Kabul Bank withdrawals continue despite reassurances
Afghans have continued to withdraw money from the country's largest bank, Kabul Bank, over fears it may collapse.
Government and bank officials have given repeated assurances that the bank will not fail.
The run on the bank began earlier this week after allegations of corruption and mismanagement among executives.
The government says it has transferred $100m (£65m) to the bank to cover salaries for soldiers, police and teachers who are paid through the bank.
Branches of the bank across the country were crowded on Saturday as people concerned about their savings queued to withdraw money.
"For the time being I want to withdraw my money and then I will wait to see what will happen next," said Mohammad Habib Angar in Kabul.
"If the bank is able to create confidence, for sure I will put my money back in Kabul Bank because I do not want to close my account."
Some officials have suggested the long lines at the bank's branches were attributable to customers withdrawing cash for Eid ul-Fitr, the upcoming Muslim holiday marking the end of Ramadan.
Finance Minister Hazrat Omar Zakhailwal sought to reassure customers, saying the bank had the government's full backing.

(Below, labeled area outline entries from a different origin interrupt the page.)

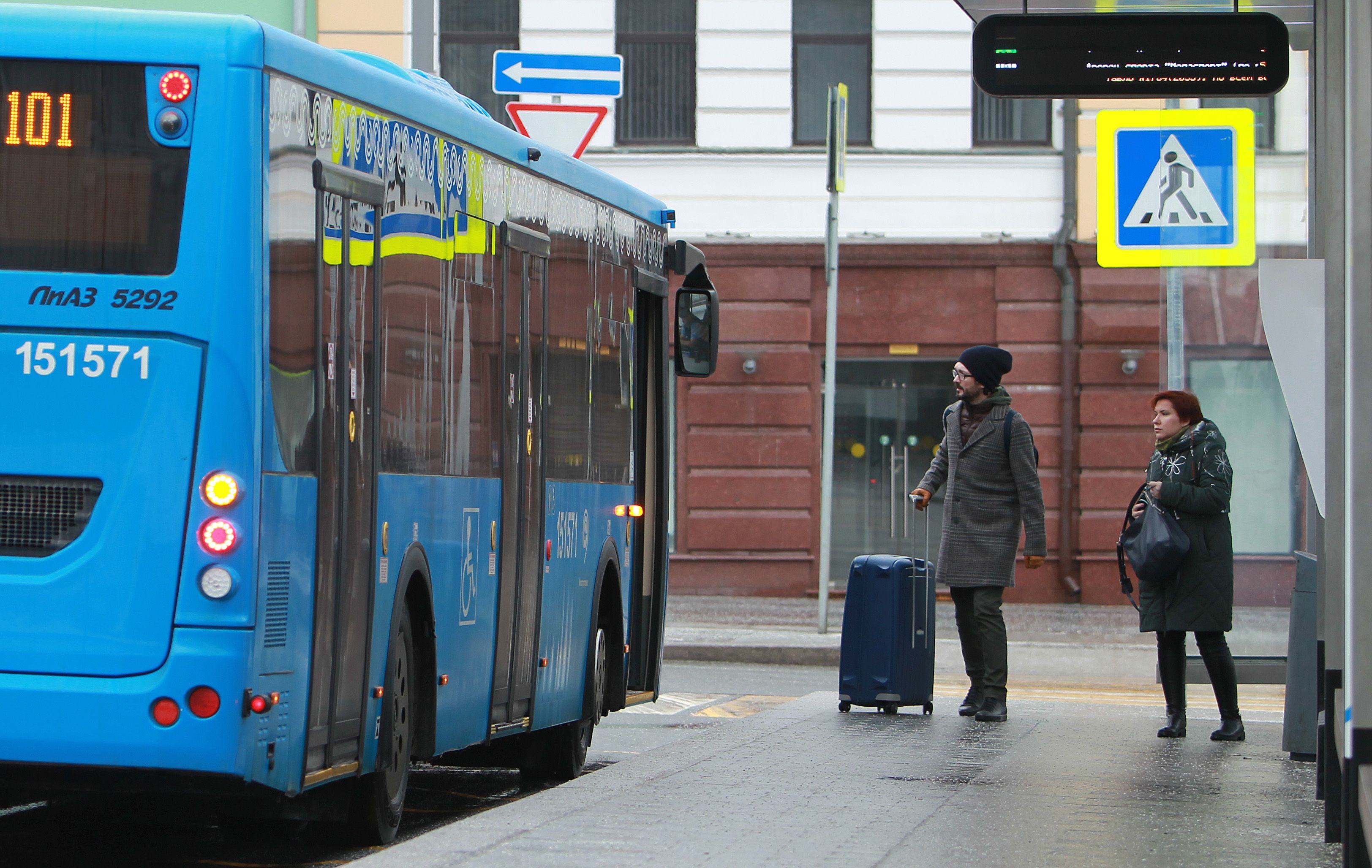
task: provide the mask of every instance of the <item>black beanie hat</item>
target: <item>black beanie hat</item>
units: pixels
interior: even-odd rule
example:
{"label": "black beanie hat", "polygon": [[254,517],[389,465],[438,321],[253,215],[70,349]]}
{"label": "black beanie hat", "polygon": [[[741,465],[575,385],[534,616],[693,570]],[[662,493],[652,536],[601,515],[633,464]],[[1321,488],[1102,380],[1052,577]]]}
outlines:
{"label": "black beanie hat", "polygon": [[1010,365],[1014,362],[1014,357],[1002,350],[1000,347],[988,347],[985,344],[978,347],[967,347],[958,357],[962,366],[967,369],[977,383],[986,387],[988,391],[996,391],[1000,385],[1000,377],[1010,373]]}

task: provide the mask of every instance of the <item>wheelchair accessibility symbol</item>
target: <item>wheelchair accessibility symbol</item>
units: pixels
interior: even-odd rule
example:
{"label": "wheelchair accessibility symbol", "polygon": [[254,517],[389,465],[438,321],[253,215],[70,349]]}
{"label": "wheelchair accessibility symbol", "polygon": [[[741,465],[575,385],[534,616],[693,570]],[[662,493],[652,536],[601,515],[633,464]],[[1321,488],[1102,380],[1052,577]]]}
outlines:
{"label": "wheelchair accessibility symbol", "polygon": [[1106,267],[1253,265],[1253,111],[1102,111],[1096,259]]}

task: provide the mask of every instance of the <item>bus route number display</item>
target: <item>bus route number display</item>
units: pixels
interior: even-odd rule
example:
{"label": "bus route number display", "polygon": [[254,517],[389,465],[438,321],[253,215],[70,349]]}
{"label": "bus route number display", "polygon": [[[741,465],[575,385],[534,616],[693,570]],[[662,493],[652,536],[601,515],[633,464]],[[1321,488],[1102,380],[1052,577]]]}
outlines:
{"label": "bus route number display", "polygon": [[1268,96],[1286,86],[1288,52],[1268,12],[991,15],[971,71],[992,96]]}
{"label": "bus route number display", "polygon": [[[30,148],[70,148],[82,138],[73,130],[89,128],[89,100],[73,93],[10,91],[5,93],[4,144]],[[73,117],[78,115],[78,117]]]}

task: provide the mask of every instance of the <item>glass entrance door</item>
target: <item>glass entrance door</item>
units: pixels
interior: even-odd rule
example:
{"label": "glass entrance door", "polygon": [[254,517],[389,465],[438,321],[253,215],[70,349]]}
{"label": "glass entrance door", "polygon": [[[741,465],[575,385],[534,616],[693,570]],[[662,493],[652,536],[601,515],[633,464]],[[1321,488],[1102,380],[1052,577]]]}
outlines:
{"label": "glass entrance door", "polygon": [[[955,400],[948,361],[838,362],[834,372],[834,525],[829,575],[848,584],[860,554],[937,561],[940,492],[927,513],[906,496],[943,440],[943,411]],[[927,525],[926,525],[927,521]]]}

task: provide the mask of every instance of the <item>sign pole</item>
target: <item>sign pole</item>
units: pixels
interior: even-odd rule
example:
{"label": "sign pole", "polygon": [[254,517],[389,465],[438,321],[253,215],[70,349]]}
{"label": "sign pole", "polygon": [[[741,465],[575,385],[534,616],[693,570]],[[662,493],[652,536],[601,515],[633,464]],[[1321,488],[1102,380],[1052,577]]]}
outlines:
{"label": "sign pole", "polygon": [[[1169,99],[1163,103],[1168,108],[1181,108],[1181,100]],[[1162,232],[1166,232],[1163,229]],[[1166,315],[1168,315],[1168,388],[1187,388],[1187,322],[1185,322],[1185,287],[1181,280],[1179,266],[1162,269],[1168,278]]]}
{"label": "sign pole", "polygon": [[825,228],[825,432],[819,476],[819,632],[829,632],[829,557],[834,524],[834,400],[838,395],[838,193],[848,156],[848,86],[829,88],[829,219]]}

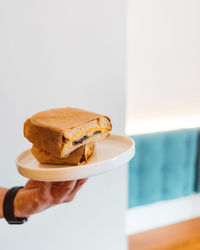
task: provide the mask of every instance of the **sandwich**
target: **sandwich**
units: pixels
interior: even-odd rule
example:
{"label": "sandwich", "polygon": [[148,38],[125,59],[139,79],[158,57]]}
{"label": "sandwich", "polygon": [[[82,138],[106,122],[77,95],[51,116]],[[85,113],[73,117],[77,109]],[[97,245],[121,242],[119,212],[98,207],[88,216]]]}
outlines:
{"label": "sandwich", "polygon": [[63,159],[86,144],[106,138],[111,129],[107,116],[68,107],[33,115],[24,124],[24,136],[33,143],[34,155],[37,150],[37,155],[40,152]]}
{"label": "sandwich", "polygon": [[50,163],[50,164],[65,164],[65,165],[83,165],[91,157],[94,151],[95,143],[90,142],[85,144],[72,153],[70,153],[66,158],[59,158],[43,149],[37,148],[35,145],[32,146],[31,152],[34,157],[40,163]]}

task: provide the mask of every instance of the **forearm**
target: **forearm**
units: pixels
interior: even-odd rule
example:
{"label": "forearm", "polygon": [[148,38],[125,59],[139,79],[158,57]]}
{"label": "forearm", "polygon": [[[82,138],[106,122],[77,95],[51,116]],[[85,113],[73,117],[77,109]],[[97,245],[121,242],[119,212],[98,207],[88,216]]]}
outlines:
{"label": "forearm", "polygon": [[0,187],[0,218],[3,218],[3,201],[8,189]]}

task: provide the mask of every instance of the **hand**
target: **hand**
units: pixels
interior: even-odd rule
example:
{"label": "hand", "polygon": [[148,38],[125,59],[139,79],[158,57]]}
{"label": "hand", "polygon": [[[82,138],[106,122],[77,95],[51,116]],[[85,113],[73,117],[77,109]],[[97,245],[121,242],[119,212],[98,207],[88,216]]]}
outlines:
{"label": "hand", "polygon": [[65,182],[29,180],[14,200],[16,217],[28,217],[54,205],[70,202],[87,179]]}

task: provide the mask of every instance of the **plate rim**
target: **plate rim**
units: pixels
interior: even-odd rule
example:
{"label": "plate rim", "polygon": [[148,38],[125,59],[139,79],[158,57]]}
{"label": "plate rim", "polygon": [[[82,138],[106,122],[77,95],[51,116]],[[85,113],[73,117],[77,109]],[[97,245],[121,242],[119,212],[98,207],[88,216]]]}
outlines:
{"label": "plate rim", "polygon": [[[134,155],[135,155],[135,141],[131,138],[131,137],[129,137],[129,136],[123,136],[123,135],[116,135],[116,134],[111,134],[110,136],[112,136],[112,137],[115,137],[115,138],[120,138],[120,139],[123,139],[123,140],[128,140],[128,142],[130,143],[130,147],[125,151],[125,152],[123,152],[122,154],[120,154],[121,155],[121,158],[123,158],[125,155],[127,155],[127,161],[125,162],[125,164],[128,162],[128,161],[130,161],[133,157],[134,157]],[[66,167],[65,167],[65,165],[63,165],[62,167],[60,166],[60,165],[57,165],[57,166],[59,166],[59,167],[55,167],[55,168],[51,168],[51,167],[49,167],[49,168],[32,168],[32,167],[24,167],[24,165],[23,164],[21,164],[20,163],[20,158],[21,157],[23,157],[23,154],[27,154],[27,153],[31,153],[31,149],[29,148],[29,149],[26,149],[25,151],[23,151],[22,153],[20,153],[18,156],[17,156],[17,158],[16,158],[16,161],[15,161],[15,163],[16,163],[16,166],[17,166],[17,169],[18,169],[18,172],[22,175],[22,176],[24,176],[24,177],[26,177],[26,178],[30,178],[30,177],[27,177],[27,176],[25,176],[25,175],[23,175],[22,174],[22,171],[24,170],[24,171],[31,171],[32,173],[37,173],[37,172],[42,172],[42,173],[45,173],[45,172],[48,172],[49,170],[51,171],[51,172],[58,172],[58,171],[63,171],[63,169],[66,169]],[[105,164],[107,164],[107,162],[111,162],[111,164],[113,164],[113,162],[115,163],[115,162],[117,162],[117,159],[118,159],[118,156],[115,156],[115,157],[113,157],[113,158],[109,158],[109,159],[106,159],[106,160],[100,160],[100,161],[98,161],[98,162],[94,162],[94,163],[87,163],[87,164],[85,164],[85,165],[82,165],[82,166],[69,166],[68,165],[68,167],[67,167],[67,169],[69,170],[69,171],[73,171],[73,170],[75,170],[75,169],[77,169],[77,167],[80,169],[80,170],[82,170],[82,169],[86,169],[86,168],[92,168],[93,166],[96,166],[97,168],[98,167],[101,167],[102,165],[105,165]],[[121,163],[119,163],[119,164],[121,164]],[[116,167],[118,167],[119,166],[119,164],[116,164]],[[45,164],[45,165],[47,165],[47,164]],[[49,165],[54,165],[54,164],[49,164]],[[111,168],[109,168],[107,171],[109,171],[109,170],[112,170],[113,168],[115,168],[115,166],[114,167],[111,167]],[[22,171],[21,171],[22,170]],[[95,175],[98,175],[98,174],[101,174],[101,173],[104,173],[104,172],[107,172],[107,171],[102,171],[102,172],[100,172],[100,173],[97,173],[97,174],[94,174],[94,175],[91,175],[91,176],[95,176]],[[63,180],[64,180],[65,178],[63,178]],[[39,179],[37,179],[37,180],[39,180]],[[44,181],[50,181],[49,179],[47,179],[47,180],[44,180]]]}

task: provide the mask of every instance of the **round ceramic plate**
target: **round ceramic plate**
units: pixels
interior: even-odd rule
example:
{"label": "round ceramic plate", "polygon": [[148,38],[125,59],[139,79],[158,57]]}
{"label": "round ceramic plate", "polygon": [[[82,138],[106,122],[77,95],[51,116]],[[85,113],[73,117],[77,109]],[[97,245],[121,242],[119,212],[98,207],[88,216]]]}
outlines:
{"label": "round ceramic plate", "polygon": [[111,135],[98,141],[87,164],[82,166],[40,164],[28,149],[16,160],[21,175],[39,181],[78,180],[121,166],[135,154],[135,143],[125,136]]}

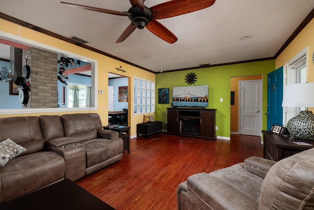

On Saturday he said money was being delivered to branches across the country to pay the salaries of the tens of thousands of government workers, including soldiers and police, who hold accounts with Kabul Bank.
The scale of Saturday's withdrawals has not been announced and the the size of the bank's debts remains unclear.
The New York Times and the Wall Street Journal reported on Wednesday that Kabul Bank's losses could exceed $300m (£194m) - and that the figure is more than the bank's assets.
The newspapers reported that two senior executives - chairman Sherkhan Farnood and chief executive Khalilullah Ferozi - had been replaced and Mr Farnood ordered to surrender $160m worth of property purchased in Dubai.
The governor of the Central Bank, Abdul Qadir Fitrat, said that the two executives had voluntarily resigned because, under new reforms, only banking professionals can hold the top operating positions at banks.
The two each own 28% of the bank's shares, making them the largest shareholders.